After I accepted that I would no longer be a part of the activities board, a much larger opportunity presented itself. I was asked and decided to run to be the student body president. I had a small role with student government previously but I originally didn’t think I was the best fit for the role. I talked about the idea to some of my friends and that encouraged me to go for it. When I officially announced to the school that I was running, I was overwhelmed by the support of my peers. So many people volunteered to help my campaign. I told myself even if I didn’t win, I was satisfied to know how many students on campus supported me.
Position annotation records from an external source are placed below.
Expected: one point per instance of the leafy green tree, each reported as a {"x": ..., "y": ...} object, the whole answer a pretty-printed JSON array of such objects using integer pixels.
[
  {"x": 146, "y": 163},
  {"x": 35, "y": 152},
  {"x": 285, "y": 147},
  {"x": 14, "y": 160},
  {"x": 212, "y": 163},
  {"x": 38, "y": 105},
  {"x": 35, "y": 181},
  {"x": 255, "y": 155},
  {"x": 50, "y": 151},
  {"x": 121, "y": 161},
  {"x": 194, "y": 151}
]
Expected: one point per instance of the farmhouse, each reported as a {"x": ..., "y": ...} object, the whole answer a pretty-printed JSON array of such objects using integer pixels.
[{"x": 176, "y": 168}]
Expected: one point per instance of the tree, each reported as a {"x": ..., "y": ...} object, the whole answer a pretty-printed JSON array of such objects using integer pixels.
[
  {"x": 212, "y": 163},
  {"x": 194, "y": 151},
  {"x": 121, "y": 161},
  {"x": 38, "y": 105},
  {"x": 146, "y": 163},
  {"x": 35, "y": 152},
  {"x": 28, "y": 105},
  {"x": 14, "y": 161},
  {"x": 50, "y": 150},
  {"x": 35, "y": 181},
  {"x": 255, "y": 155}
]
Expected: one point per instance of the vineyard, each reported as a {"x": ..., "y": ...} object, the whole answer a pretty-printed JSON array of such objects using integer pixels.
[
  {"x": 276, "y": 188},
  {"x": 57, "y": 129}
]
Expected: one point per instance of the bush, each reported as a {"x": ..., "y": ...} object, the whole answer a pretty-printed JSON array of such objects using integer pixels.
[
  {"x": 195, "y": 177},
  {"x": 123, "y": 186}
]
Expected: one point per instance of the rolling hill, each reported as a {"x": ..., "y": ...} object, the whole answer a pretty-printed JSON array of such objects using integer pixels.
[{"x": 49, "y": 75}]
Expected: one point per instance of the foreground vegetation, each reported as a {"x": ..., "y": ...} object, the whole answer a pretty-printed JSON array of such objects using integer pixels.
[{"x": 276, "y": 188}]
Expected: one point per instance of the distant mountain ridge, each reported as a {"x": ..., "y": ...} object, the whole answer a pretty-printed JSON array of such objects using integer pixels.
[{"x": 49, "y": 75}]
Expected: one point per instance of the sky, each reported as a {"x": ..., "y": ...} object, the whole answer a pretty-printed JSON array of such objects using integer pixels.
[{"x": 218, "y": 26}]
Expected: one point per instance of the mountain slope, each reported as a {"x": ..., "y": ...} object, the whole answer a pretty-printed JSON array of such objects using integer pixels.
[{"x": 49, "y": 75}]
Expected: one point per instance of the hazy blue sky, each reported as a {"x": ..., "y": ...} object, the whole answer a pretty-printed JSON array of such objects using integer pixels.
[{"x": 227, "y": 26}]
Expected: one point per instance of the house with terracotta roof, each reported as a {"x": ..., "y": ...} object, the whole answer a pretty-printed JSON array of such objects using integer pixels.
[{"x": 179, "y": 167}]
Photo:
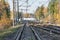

When I got the phone call that I was elected, I was in disbelief. I was literally in line at Dollar General minding my business and that quick phone call changed everything. My experience as president allowed me to travel, network and pursue things far beyond AU’s campus. Of course, I dealt with many challenges as that organization was far from perfect, but I can truly admit that if I never took that leap of faith, I wouldn’t be where I am today. As much as it hurt me to not get the presidency I originally wanted, this presidency helped me in so many other ways. I was able to devote more time to other projects I was passionate about. I also had more time to focus on being a student. During my first semester as president, I was able to finish the semester with all A’s and B’s! That was my first (and only) time I was able to make that happen. Towards the end of the year, the organization was much better than how it started. We made real changes that benefited the entire student body. There are several things that I would’ve done differently looking back, but overall the experience was unmatched. As I applied to jobs, the first thing my current employers noticed is that I was the student body president.
So if you’re feeling down because you didn’t get that job, couldn’t make a certain relationship work or something else in your life just doesn’t seem right, just know that it’s okay. You are most likely on the cusp of a brand new opportunity. It could be like mine as it was something that I didn’t plan for or you can continue to work hard and make it happen. I’m a strong believer in the butterfly effect. That when one small change happens and it creates change on a much larger scale. The belief is that a butterfly can flap its wings in the right spot and cause a typhoon. Not getting that opportunity felt like it was the end of my world. However, I was able to find an opportunity with a much larger impact from not wallowing in defeat for too long. It’s not the end of the world although it may sometimes feel like it. I can attest that as long as you keep going, you’ll be alright.
What was the best thing that never happened to you?